Over time, the released project began to grow. MAVLink was picked up by the open-source ArduPilot autopilot software development project, and the ground control software QGroundControl was subsequently used to interface with MAVLink systems. After a couple codebase rewrites and hardware development cycles, Lorenz and a worldwide team of open-source maintainers were able to support a manufacturer that would build a flight controller to their standards. In 2013, 3D Robotics became the first manufacturer of commercial Pixhawk flight controllers, officially lowering the barrier to entry to autonomous flight for enthusiasts and corporations worldwide.
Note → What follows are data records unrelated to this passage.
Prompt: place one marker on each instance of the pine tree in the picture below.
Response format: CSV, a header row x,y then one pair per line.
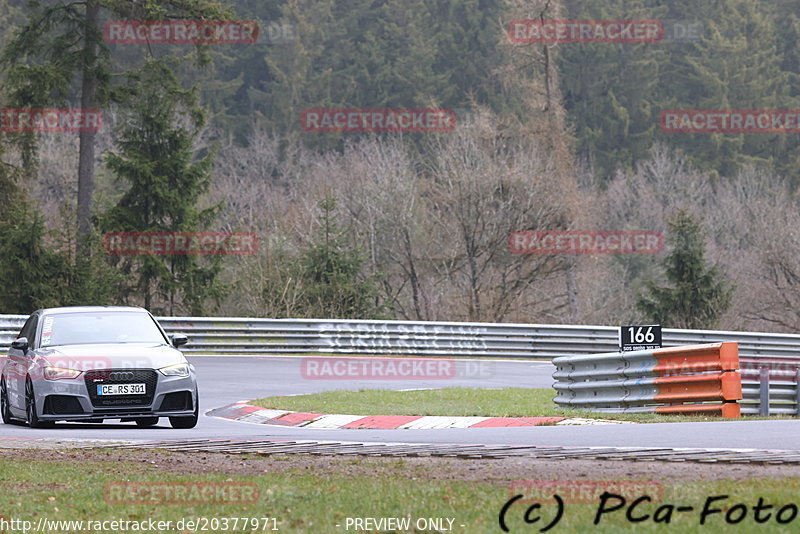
x,y
698,295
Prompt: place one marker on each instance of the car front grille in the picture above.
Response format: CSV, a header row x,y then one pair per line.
x,y
121,376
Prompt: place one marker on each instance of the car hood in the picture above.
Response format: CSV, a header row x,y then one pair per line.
x,y
110,356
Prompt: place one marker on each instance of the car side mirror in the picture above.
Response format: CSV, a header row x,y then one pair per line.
x,y
179,339
21,343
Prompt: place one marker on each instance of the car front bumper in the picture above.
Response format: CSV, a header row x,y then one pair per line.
x,y
69,400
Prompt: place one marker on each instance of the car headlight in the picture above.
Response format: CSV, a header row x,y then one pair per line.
x,y
58,373
179,369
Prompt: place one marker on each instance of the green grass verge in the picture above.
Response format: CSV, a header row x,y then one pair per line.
x,y
507,402
316,501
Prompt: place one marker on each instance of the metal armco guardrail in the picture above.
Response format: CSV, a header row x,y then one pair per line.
x,y
691,379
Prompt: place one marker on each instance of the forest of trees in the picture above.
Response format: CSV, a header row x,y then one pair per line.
x,y
413,225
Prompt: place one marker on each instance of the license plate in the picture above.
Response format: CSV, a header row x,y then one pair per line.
x,y
121,389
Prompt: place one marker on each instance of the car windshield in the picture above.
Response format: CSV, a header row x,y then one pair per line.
x,y
89,328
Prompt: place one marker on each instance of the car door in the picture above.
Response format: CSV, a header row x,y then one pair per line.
x,y
17,367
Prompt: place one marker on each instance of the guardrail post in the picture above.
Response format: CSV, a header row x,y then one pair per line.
x,y
763,389
797,390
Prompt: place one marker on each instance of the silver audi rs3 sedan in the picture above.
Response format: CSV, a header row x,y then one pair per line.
x,y
95,363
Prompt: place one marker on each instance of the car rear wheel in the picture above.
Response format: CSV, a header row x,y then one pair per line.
x,y
5,408
147,421
187,422
30,408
Now, anyone could purchase an extremely capable autonomous flight control, flash it with free, open-source PX4 or ArduPilot firmware, and have a university research-level drone platform.

Lorenz heavily credits the open-source community with the extensive success of the Pixhawk platform, as the combined development power seemed to be greater than that of a well-resourced company. In order to help standardize various developments across the project and ensure that it remained accessible and open-source, the Dronecode organization was founded in 2014. Dronecode is currently a non-profit organization under the Linux Foundation, and it has been responsible for facilitating conversations that define the Pixhawk standards.